Identitas wanita tersebut muncul di setidaknya satu dokumen yang kemudian disunting, lapor Sollenberger di Substack-nya. Namun, ia mengatakan detail identifikasi lainnya tetap tidak disunting dalam database. Dia secara unik ditandai "PROTECT SOURCE" dalam file kasus, sebuah penunjukan yang tidak diberikan kepada korban atau saksi lain dalam file Epstein.
Email FBI yang mengejutkan dari Juli mencantumkan Trump sebagai nama pertama di antara "positive case hits" orang-orang terkenal dalam file tersebut, mencatat bahwa "satu korban yang teridentifikasi mengklaim pelecehan oleh Trump tetapi akhirnya menolak untuk bekerja sama." Mantan pejabat senior DOJ mengatakan kepada Sollenberger bahwa bahasa tersebut menunjukkan jaksa mendekati wanita itu tentang mengejar penyelidikan kriminal perdagangan seks anak terhadap Trump, yang ia tolak.

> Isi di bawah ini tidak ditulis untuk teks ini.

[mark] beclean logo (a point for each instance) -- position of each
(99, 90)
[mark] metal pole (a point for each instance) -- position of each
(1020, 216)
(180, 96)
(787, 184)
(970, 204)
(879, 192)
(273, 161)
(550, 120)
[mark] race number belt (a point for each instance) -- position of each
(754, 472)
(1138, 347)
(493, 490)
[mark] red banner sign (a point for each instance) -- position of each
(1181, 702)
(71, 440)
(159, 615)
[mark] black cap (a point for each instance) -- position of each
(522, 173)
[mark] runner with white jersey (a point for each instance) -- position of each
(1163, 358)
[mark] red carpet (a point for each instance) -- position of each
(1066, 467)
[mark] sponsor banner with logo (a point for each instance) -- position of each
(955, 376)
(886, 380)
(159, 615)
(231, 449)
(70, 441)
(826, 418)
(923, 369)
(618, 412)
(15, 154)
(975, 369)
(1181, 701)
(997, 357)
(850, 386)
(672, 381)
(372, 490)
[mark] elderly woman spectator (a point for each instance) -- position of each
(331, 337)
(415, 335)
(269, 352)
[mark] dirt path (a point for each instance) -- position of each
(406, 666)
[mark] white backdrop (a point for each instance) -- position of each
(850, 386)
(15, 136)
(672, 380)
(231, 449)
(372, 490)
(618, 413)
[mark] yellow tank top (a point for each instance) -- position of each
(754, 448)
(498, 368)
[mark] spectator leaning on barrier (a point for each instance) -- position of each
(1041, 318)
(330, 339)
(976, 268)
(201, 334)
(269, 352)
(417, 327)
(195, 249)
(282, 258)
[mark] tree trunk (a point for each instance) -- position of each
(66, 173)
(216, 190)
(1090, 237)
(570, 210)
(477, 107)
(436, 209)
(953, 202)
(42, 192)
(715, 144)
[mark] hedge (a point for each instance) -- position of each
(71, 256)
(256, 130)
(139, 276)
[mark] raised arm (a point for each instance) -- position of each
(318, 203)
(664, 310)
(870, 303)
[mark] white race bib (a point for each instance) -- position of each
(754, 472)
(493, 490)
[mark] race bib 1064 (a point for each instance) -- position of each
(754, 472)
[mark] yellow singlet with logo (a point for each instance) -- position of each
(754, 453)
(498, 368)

Wanita tersebut menyebutkan "ketakutan akan pembalasan" ketika nama Trump muncul dalam wawancara FBI-nya. Dia menggugat harta Epstein pada 2019 dan menerima penyelesaian finansial, tetapi tidak menyebutkan nama Trump secara publik dalam pengaduannya.

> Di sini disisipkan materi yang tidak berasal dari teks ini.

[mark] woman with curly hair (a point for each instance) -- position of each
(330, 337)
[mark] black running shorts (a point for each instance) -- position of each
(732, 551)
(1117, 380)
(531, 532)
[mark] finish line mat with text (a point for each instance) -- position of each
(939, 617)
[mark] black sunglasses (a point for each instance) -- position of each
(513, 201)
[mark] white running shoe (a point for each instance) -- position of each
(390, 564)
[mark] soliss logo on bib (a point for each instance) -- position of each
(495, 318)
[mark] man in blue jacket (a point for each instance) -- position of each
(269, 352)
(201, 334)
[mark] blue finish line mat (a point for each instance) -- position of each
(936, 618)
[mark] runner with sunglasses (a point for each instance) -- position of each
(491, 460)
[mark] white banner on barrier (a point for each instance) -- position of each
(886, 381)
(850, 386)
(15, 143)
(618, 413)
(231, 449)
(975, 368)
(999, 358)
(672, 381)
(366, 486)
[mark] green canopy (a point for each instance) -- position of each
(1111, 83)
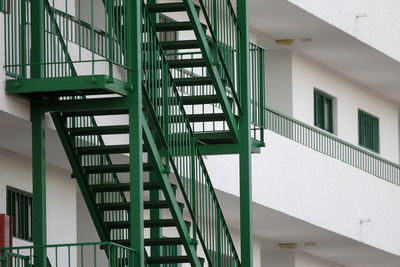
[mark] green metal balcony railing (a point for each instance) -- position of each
(224, 31)
(67, 255)
(184, 155)
(68, 40)
(332, 146)
(257, 86)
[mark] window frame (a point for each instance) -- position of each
(330, 126)
(22, 213)
(362, 142)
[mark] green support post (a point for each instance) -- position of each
(37, 38)
(155, 214)
(134, 38)
(246, 231)
(39, 185)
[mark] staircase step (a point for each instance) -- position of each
(165, 241)
(199, 100)
(124, 187)
(162, 204)
(101, 112)
(99, 150)
(168, 7)
(168, 260)
(186, 63)
(115, 168)
(176, 26)
(147, 224)
(193, 81)
(206, 117)
(99, 130)
(178, 63)
(183, 44)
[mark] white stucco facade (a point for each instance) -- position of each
(299, 195)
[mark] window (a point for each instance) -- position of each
(368, 131)
(323, 111)
(226, 260)
(19, 206)
(168, 36)
(170, 250)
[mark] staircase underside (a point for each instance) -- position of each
(63, 86)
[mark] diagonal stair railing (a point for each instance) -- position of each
(184, 155)
(224, 31)
(61, 64)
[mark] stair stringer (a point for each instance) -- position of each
(169, 195)
(80, 177)
(214, 73)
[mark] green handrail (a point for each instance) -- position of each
(332, 146)
(209, 224)
(90, 40)
(69, 253)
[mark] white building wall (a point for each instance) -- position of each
(302, 260)
(370, 21)
(277, 259)
(16, 171)
(279, 80)
(298, 181)
(350, 96)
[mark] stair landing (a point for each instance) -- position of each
(87, 85)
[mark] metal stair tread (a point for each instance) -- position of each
(125, 187)
(186, 63)
(147, 224)
(175, 26)
(108, 149)
(164, 241)
(161, 204)
(99, 130)
(179, 44)
(100, 112)
(199, 100)
(168, 7)
(114, 168)
(178, 63)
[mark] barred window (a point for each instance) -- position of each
(19, 206)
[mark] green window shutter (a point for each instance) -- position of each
(368, 131)
(170, 250)
(323, 111)
(19, 206)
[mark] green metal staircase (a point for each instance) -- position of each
(188, 106)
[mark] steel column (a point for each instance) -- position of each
(39, 186)
(246, 231)
(134, 35)
(37, 38)
(155, 214)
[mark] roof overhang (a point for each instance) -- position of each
(280, 19)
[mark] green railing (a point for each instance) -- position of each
(64, 34)
(184, 155)
(67, 255)
(96, 140)
(224, 32)
(257, 87)
(332, 146)
(257, 95)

Jaksa memberikan tim hukum Ghislaine Maxwell, kaki tangan Epstein yang telah dihukum, empat wawancara FBI dengan penuduh Trump, tetapi hanya merilis satu kepada publik. DOJ menahan tiga catatan FBI yang menyertainya meskipun menyatakan di pengadilan bahwa file kasus asli ini tidak tunduk pada perintah perlindungan yang mengatur kasus Maxwell dan secara hukum dapat dirilis.
Wakil Jaksa Agung Todd Blanche menolak pertanyaan tentang merilis materi yang tersisa dalam konferensi pers, menyatakan "tidak ada yang bisa saya lakukan tentang itu."
Trump telah mengeluarkan penolakan menyeluruh terhadap pelecehan seksual di masa lalu, mengklaim bahwa itu "tidak pernah, tidak pernah terjadi" dan bahwa semua tuduhan terhadapnya adalah kebohongan yang dibuat-buat atau serangan bermotif politik.